The capital of India was shifted from Calcutta to Delhi in 1911. Delhi, a union territory now, was carved out from the former Punjab. Pakistan and India partitioned the remaining area of Punjab. Today, a sizeable section of Punjabi-speaking people still resides in Delhi, Haryana, and Himachal Pradesh. Punjabi is spoken by about 152 million native speakers around the world, of which almost 40 million reside in India and 111 million reside in Pakistan." It is the fourth most widely spoken language in the UK as well as in Canada where it registered a 49 per cent growth between 2016 and 2021.

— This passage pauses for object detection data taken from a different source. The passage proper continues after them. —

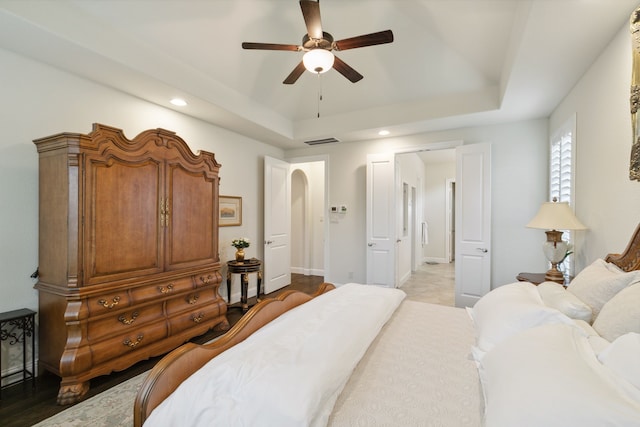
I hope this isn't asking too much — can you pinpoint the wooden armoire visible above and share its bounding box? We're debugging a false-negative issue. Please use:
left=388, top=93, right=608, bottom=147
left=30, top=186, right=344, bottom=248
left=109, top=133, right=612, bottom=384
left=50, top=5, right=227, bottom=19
left=34, top=124, right=229, bottom=404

The modern literary perspective in Punjabi was pioneered by Bhai Vir Singh (1872-1957) although earlier writings of Sheikh Farid (1173-1266) are currently available in print and are an integral part of the Shri Guru Granth Sahib. Vir Singh's couplets contain references to God, morality, and spirituality. Moreover, the Sikh Gurus structured their poetic works on the basis of metre, rhyme, ragas, and alliteration. Guru Nanak, a poet, used analogies from nature, verdure, as well as pastoral aesthetics and activities to propound his philosophy. The Muslim fakirs (Sufis) and poets of romantic tales (kissa poets) combined the divine with worldliness in their works. Shah Hussain, Sultan Bahu, Bulleh Shah, and others are some of the most famous lyrical poets.
Most of the twentieth century modern Punjabi writers included in this collection were influenced by the Progressive Movement in Punjabi literature. The Progressive Movement, secular in nature, aimed to resist imperialism, feudalism, theism, caste and untouchability, communalism, and oppression of women.

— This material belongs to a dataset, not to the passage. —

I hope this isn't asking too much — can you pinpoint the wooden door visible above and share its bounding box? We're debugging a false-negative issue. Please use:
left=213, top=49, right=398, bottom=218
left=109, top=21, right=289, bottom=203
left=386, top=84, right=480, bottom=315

In Punjab, the major centres of progressive literary activity in the 1930s were in Lahore and Amritsar. Gurbaksh Singh, an engineer who returned from the US after receiving his educational degree (and the first contributor in this volume), and later became a full-time writer, established Preet Nagar in Amritsar in 1935 (inspired by Tagore's vision of Shantiniketan) with an eclectic community that was inspired by his idealism and utopian vision. The Progressive Writers' Movement drew well-known Punjabi writers into its fold, both as cosmopolitan members and ideologues of modernism.

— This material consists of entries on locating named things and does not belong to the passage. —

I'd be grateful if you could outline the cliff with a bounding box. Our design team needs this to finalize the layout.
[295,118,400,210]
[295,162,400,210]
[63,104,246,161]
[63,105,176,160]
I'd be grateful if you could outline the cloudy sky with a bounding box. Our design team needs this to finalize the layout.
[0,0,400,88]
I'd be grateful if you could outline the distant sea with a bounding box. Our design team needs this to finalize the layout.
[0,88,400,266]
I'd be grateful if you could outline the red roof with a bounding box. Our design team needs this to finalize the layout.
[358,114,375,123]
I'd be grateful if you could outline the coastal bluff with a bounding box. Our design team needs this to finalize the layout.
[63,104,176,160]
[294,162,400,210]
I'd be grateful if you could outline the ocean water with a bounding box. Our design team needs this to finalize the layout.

Besides the Marxist and Freudian interpretation of personal, social, economic, and political realities, literary movements like surrealism, expressionism, existentialism, structuralism, and post-modernism left a mark on Punjab's literary output, and yet it retained its cultural complexion. Humanism, nevertheless, remains a powerful thread in the Punjabi narrative tradition.
The Punjabi short story, merely a century old, is an important part of Punjabi modern literature. In the Punjabi sociocultural context, many aspects of human issues and concerns form its constituent elements and, symbolically, Punjabi philosophical thought and life-world emerges vividly through descriptive accounts. One must confess though that through translation these stories have acquired a new and different flavour.